Onlar direnişin onurlu yolunda yürüyorlar
İşte Nuriye Gülmen, Semih Özakça ve Kemal Gün de direnişten başka çarenin olmadığını herkese bir kez daha hatırlatan insanlar. İkisi öğrencilerine kavuşmak için diğeri ise oğlunun cansız bedenine kavuşmak için bedenlerini ölüme yatırdılar. Bu üç koca yürek ellerinde kalan son şeyleriyle direnişi büyütürken, ezilen kitlelere de umut oluyorlar.
Kemal amca açlık grevi direnişinin 80. gününü geçti, kalıcı hasar ve hayati tehlike de direnişinin kararlılığıyla boy göstermeye başladı. O geri dönüşü olmadığını bilerek, evladı için bedenini ölüme yatırmışken aynı şekilde hocalarımız da sonunu bildikleri o yola girdiler. Türkiye’nin birçok ilinde, tüm saldırılara ve gözaltılara rağmen işleri, emekleri ve onurları için direnişlerini sürdüren kamu emekçileri var. Nuriye ve Semih hocamız da bunlardan ikisi. Ankara Yüksel Caddesi’ndeki oturma eylemleri 190’lara gelmişken açlık grevi direnişleri ise 70. güne yaklaşıyor, kalıcı hasar ve hayati tehlikeleri de artıyor.
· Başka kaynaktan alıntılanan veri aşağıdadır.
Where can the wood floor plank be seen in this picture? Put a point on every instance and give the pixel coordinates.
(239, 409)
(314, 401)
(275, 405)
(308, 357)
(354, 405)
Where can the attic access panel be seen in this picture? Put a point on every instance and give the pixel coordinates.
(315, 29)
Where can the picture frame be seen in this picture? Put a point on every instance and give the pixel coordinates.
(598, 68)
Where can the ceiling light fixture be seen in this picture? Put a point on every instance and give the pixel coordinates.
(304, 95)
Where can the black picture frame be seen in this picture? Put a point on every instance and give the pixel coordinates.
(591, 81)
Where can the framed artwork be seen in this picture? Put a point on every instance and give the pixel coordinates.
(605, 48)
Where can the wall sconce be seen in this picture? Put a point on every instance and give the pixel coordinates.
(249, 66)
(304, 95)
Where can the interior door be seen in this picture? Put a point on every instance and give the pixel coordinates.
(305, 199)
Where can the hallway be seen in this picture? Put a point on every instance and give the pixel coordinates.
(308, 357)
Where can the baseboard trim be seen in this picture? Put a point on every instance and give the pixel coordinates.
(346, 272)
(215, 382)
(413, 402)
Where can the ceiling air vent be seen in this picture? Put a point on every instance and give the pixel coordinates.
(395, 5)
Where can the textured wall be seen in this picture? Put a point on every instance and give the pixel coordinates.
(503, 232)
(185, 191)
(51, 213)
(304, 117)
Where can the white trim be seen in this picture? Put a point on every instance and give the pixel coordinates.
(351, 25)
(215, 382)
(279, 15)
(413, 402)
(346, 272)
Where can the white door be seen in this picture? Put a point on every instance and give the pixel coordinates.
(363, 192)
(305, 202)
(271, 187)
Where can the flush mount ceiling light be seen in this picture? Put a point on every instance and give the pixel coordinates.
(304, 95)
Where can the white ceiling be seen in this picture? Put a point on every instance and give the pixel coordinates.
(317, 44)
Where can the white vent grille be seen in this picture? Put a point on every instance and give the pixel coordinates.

Lakin faşizm üç maymunu oynayarak, yeni KHK’ler ve keyfi, hukuksuz uygulamalarla insanları işlerinden atmaya, zulmetmeye, tutuklamaya ve katletmeye devam ediyor. Direniş başladığından bu yana hemen her gün saldırı, gözaltı, baskılarla Semih ve Nuriye hocamızı yıldırmayı umdular ama umduklarını bulamadılar. Baskılar karşısında yılacaklarını sanan faşizmin suratına yumruk gibi çarptılar direniş ruhunu. Ve açlık grevine başladıklarını duyurdular. Bunun üzerine yine saldırdılar direniş alanına, desteğe gidenleri işkenceyle gözaltına aldılar. Fakat ne hocalarımız ne de destek verenler yıldı. Direnişe en güzel ve güçlü şekilde devam ettiler. Bu üç direnişçinin talepleri de çok değil. Onlar sadece haklarını geri istiyorlar. Kemal amca cenaze hakkını, hocalarımız ise hukuksuzca ellerinden alınan çalışma haklarını…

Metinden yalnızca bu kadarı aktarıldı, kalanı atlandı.